Do you want a thin iPhone? Just know you may be giving up on other features.
Thin phones are in. The iPhone Air (not the iPhone 17 Air, as rumors previously suggested) will be the thinnest iPhone ever, or at least that’s what Apple claimed at its “Awe Dropping” product debut Tuesday. Whether that matters to you depends on the size of your pocket, though. If you were wondering just how this compares to the last-gen iPhone 16, we have most of the specs necessary to offer a point of comparison. The iPhone Air effectively replaces the usual Plus model in the latest smartphone lineup. If you were thinking about jumping on the upgrade, perhaps you should hold your horses and consider if you’ll be giving anything up for the sake of a cake-cutting iPhone.

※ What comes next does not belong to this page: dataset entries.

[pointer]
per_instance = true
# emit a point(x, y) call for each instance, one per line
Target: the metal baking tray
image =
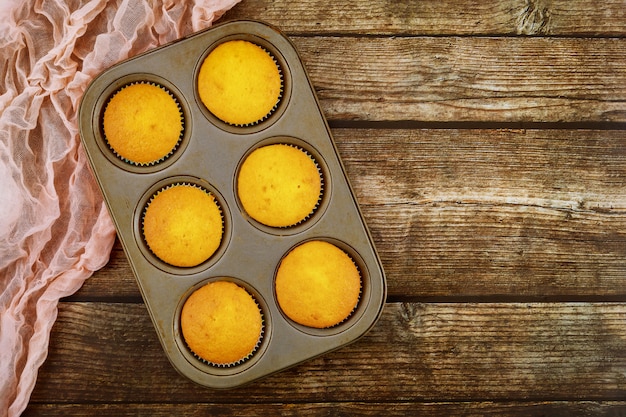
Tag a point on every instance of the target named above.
point(209, 155)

The closest comparison to what you can get in the U.S. is the $1,100 Samsung Galaxy S25 Edge. That device’s 5.8mm thickness is slim enough to cut a slice of pie, but it also gives up flagship-level battery life with its 3,900mAh battery. The first iPhone Air will also miss out on the battery life Apple fans have come to expect from their phones. It’s better to think of the Air as an alternative device, a phone with a very specific use case (extremely thin pockets) and a user base with specific needs (wanting to be the cool kids on the block with the latest iPhone design).

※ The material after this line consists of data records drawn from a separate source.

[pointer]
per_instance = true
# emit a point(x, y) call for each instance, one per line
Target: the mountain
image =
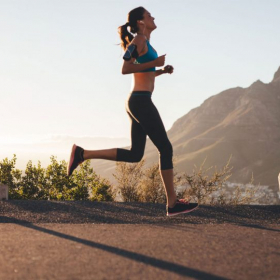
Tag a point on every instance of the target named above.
point(242, 122)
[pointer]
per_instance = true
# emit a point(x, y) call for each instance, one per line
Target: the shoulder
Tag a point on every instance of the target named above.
point(139, 40)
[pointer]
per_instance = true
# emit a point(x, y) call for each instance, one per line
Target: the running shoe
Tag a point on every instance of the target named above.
point(181, 206)
point(76, 158)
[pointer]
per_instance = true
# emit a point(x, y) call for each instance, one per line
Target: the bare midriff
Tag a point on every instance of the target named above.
point(144, 81)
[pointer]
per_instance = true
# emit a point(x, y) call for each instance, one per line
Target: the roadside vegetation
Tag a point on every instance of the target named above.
point(134, 183)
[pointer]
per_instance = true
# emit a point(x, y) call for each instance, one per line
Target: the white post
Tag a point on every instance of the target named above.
point(279, 185)
point(4, 190)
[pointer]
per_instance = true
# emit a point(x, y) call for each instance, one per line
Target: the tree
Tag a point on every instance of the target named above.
point(33, 183)
point(10, 176)
point(151, 187)
point(128, 176)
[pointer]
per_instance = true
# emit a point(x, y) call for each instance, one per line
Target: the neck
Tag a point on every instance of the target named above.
point(146, 33)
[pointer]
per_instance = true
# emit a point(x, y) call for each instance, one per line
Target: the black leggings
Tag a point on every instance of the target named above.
point(145, 120)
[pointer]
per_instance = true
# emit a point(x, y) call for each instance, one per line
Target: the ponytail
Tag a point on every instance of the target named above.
point(133, 16)
point(126, 37)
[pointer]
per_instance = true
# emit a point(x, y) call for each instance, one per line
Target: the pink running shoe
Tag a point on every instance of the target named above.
point(76, 158)
point(182, 206)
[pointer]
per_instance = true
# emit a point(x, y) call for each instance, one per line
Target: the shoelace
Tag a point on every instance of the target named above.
point(183, 201)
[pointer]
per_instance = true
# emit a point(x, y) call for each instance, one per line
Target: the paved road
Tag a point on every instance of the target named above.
point(86, 240)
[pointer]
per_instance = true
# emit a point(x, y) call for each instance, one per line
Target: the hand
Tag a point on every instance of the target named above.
point(168, 69)
point(160, 60)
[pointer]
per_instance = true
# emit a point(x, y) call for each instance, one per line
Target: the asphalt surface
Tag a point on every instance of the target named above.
point(111, 240)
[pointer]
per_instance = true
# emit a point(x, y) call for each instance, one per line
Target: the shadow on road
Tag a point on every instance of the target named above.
point(164, 265)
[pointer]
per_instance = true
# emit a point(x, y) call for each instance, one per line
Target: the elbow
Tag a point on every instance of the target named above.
point(125, 71)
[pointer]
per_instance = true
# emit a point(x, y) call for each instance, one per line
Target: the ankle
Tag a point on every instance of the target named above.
point(172, 204)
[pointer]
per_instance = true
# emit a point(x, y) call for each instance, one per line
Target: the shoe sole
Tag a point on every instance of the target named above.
point(184, 212)
point(72, 156)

But we’ll need to put the new Air through its paces. Perhaps, with time, it will prove as landmark a device as the original MacBook Air was close to two decades ago. Or maybe China-based companies like Tecno will figure out slim devices with good batteries far faster than the engineers in Cupertino. Time—as always—will tell.iPhone Air Versus iPhone 16: Design
Your regular iPhone 16 came with several new features that would normally be relegated to the Pro models. For one, it featured an all-new Camera Control capacitive button used for snapping photos or modifying photo settings without having to touch the screen. It included Apple’s A18 chip, which sported a beefed-up CPU and GPU with enough power to handle on-device ray tracing; being close enough to the iPhone 16 Pro, the device felt like a bargain. The good news is the iPhone Air still has the Camera Control button as well as the Dynamic Island on the main display, rather than any sort of notch.
The iPhone Air boasts Ceramic Shield 2 on the glass and back for better scratch and crack resistance, plus titanium sides that are supposed to keep the device from bending under pressure. Apple’s older phone from 2024 was 7.8mm thin, which is standard for a phone that weighs in at just 170g, or .37 pounds. Few people would call that thick or heavy. Compared to the Air, the 16 is a brick. The iPhone Air weighs in at 165g, or .36 pounds. The difference in weight is so minimal, though at 5.